I was pleased to see in your Aug. 17 editorial the call for prudence in the face of a rush by selected critics to dismantle the Charleston Regional Development Alliance (CRDA) and replace it with fragmented efforts at the county level.
Is the posturing over executive compensation and accountability merely a cover-up of deeper issues as Charleston, Dorchester and Berkeley county councils pull or reduce their funding of the CRDA to instead work with their in-house "experts" to bring new business and industry to the region?
Are their egos so fragile that they fear playing in the sandbox together and being collectively represented by one body to the outside business community, media and potential investors? Why is collaboration so difficult?
Such insular thinking is what holds our region and even our entire state back from all it could be.
By my observation, the CRDA has delivered value to the region and openly and frequently communicated both its goals and accomplishments. Witness, for example:
Through the CRDA's internationally focused media relations program, it has built global recognition of the Charleston region as a globally competitive location for conducting world-class business and finding the needed talent for employment, similar to the Charleston Area Convention & Visitors Bureau's successes in the region's travel/tourism industry.

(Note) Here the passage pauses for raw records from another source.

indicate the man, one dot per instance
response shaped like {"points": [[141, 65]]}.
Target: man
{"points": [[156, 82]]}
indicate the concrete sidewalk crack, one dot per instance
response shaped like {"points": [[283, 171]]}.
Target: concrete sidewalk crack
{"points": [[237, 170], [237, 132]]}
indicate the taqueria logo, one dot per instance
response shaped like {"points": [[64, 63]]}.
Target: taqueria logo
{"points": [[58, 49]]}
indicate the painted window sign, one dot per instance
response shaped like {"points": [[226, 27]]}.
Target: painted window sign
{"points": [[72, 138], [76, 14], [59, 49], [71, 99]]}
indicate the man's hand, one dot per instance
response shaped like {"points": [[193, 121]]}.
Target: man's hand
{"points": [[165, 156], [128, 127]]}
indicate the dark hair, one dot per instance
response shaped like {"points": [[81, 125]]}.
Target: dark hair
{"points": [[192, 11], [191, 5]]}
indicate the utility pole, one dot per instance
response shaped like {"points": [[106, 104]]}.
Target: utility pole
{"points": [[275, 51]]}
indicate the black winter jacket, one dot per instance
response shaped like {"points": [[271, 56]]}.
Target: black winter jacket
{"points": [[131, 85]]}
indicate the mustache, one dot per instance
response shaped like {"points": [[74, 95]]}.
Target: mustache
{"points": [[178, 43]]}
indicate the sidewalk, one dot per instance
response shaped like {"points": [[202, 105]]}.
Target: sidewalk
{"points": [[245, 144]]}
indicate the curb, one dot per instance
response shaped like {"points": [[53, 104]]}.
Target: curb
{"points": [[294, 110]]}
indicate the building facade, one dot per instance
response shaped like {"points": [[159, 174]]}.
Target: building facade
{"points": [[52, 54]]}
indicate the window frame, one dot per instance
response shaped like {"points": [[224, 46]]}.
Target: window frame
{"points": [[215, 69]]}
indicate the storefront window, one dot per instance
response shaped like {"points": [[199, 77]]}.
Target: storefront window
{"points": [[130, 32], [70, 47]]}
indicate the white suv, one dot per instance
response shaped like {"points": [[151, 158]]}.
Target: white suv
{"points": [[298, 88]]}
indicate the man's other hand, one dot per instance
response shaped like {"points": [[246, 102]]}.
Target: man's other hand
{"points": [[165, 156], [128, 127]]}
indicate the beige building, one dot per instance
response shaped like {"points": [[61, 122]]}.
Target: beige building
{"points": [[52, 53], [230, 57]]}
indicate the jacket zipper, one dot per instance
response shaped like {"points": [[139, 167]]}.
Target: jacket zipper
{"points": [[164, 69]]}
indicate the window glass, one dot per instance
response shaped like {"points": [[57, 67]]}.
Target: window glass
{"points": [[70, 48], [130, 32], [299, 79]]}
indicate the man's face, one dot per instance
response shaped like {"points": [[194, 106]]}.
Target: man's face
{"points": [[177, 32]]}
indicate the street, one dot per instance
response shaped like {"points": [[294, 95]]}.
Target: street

Over the past five years alone, its efforts generated 100 story placements with an advertising equivalency of $6-plus million. Today, one in eight visitors to the CRDA's website (traffic totaling 125,000 visitors) represents a unique international visitor. The CRDA has focused, well-researched industry targets driven by global demand patterns and marketable core competencies of our region's workplace.
It is noteworthy that these targets are also reflected in goals and strategies adopted by higher education institutions and organizations in the region, including my own, the Lowcountry Graduate Center, serving professionals living and working throughout the tri-county area and beyond.
While CRDA investors will undoubtedly differ as to how they measure "return on investment," one essential assessment is measuring the economic impact of new job creation by companies directly assisted by the CRDA. Between 2004 and 2013, the economic impact of CRDA-facilitated announcements in the region totaled more than $7 billion.
Over two decades ago, Dr. Michael Porter of the Harvard Business School began publishing and espousing the value of cluster strategies in regional economic development efforts and was contracted by the state to help us with our statewide planning and industry targeting efforts so as to compete successfully in the global economy.
The rationale for regional cluster strategies is well researched and documented.
Why is it still so difficult to explain to locals the benefits of combining strengths to leverage limited resources in our region and across the state of South Carolina?
We really must get beyond this chronic plague of myopic vision and selfishness. I call it the "dog in the manger syndrome," serving no useful purpose to anyone. Such antics contribute to redundant and wasteful spending of taxpayer monies.
At the Lowcountry Graduate Center, we celebrate the possibilities afforded our community through collaboration and by working in concert with, rather than at odds against, each other and thus continue to support the CRDA. I enlist others to join us.